Published by Concentra

Discover analytics solutions from Concentra


Concentra’s analytics and business intelligence teams turn information into insight to give you the edge from your data. Learn more.

To find out more about Concentra’s bespoke Analytics Services and Solutions see Services.

The Scenario

Anyone who has worked with Excel as a data source or destination in SSIS (SQL Server Integration Services) has probably found him/herself frustrated and fuming at how difficult it can be. Microsoft provided SSIS with a simple way to deal with the task of reading data from or writing data to Excel files. If the data you have to read from the spreadsheet is clearly formatted, then you are probably one of the few lucky people. However, the reality is never normally so straight forward.

The Business user

The fact is that Excel is widely used by our business users on a daily basis and the wide variety of ways to represent data in it has a significant impact on how the standard SSIS Excel data source and destination components will work. For example, how do your users represent negative amounts in Excel? Usually -13.8, or maybe (13.8) or perhaps as (£ 13,8). In most cases, you would expect the Excel data source task to read it as your standard representation for negative numbers, compatible with your regional settings, but in reality, the way the data is formatted in Excel does matter.

The Problem

One would expect a data source to return the data as you see it in your Excel sheet or at least how the data lies underneath, but with the standard components provided by Microsoft, this is often not the case.

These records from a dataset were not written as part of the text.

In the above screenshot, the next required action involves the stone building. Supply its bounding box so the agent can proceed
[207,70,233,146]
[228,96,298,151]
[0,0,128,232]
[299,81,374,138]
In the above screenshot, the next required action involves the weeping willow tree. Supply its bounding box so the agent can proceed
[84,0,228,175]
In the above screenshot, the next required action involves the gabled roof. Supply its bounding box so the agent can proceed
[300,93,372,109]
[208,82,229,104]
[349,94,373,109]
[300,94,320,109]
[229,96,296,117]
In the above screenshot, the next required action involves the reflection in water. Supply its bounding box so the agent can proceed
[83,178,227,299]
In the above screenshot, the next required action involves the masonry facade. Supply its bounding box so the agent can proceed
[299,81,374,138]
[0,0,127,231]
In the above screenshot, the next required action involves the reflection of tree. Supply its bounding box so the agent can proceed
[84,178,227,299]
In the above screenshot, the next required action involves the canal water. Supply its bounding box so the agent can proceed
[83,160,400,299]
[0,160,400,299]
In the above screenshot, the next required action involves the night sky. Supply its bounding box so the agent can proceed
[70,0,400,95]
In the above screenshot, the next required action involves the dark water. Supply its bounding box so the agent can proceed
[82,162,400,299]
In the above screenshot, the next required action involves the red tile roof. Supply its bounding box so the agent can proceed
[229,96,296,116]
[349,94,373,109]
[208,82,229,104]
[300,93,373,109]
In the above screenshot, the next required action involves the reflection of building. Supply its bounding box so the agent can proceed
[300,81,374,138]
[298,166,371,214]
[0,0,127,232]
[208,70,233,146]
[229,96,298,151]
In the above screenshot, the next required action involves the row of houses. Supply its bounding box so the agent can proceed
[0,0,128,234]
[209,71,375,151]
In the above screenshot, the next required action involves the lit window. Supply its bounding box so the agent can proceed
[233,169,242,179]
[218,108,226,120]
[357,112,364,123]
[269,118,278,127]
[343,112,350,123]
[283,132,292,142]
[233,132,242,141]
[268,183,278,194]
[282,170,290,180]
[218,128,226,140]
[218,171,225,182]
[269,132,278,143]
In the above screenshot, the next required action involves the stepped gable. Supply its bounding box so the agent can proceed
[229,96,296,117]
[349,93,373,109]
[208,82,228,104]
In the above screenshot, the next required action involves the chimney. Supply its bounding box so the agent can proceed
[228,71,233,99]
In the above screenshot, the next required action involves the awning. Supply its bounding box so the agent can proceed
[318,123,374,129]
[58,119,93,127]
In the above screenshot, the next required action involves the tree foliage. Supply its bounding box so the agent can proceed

The Excel data source task in SSIS sits over the old Jet 4.0 or the most recent ACE OLEDB 12.0 engines, depending on which versions of the Office drivers your environment has installed in it. These drivers have historically had problems in identifying column data types. Alternatively, you can enforce much stricter controls on the Excel data sources provided to you by the business. Seeing this attempted in numerous projects to date, I can guarantee that this is not an easy thing to do.

A 3rd party solution

Excel data sources in SSIS may not have to be so painful after all. Here at Concentra, we have successfully used 3rd-party tools to help us crack this Excel problem. One of the tools we have used is COZYROC.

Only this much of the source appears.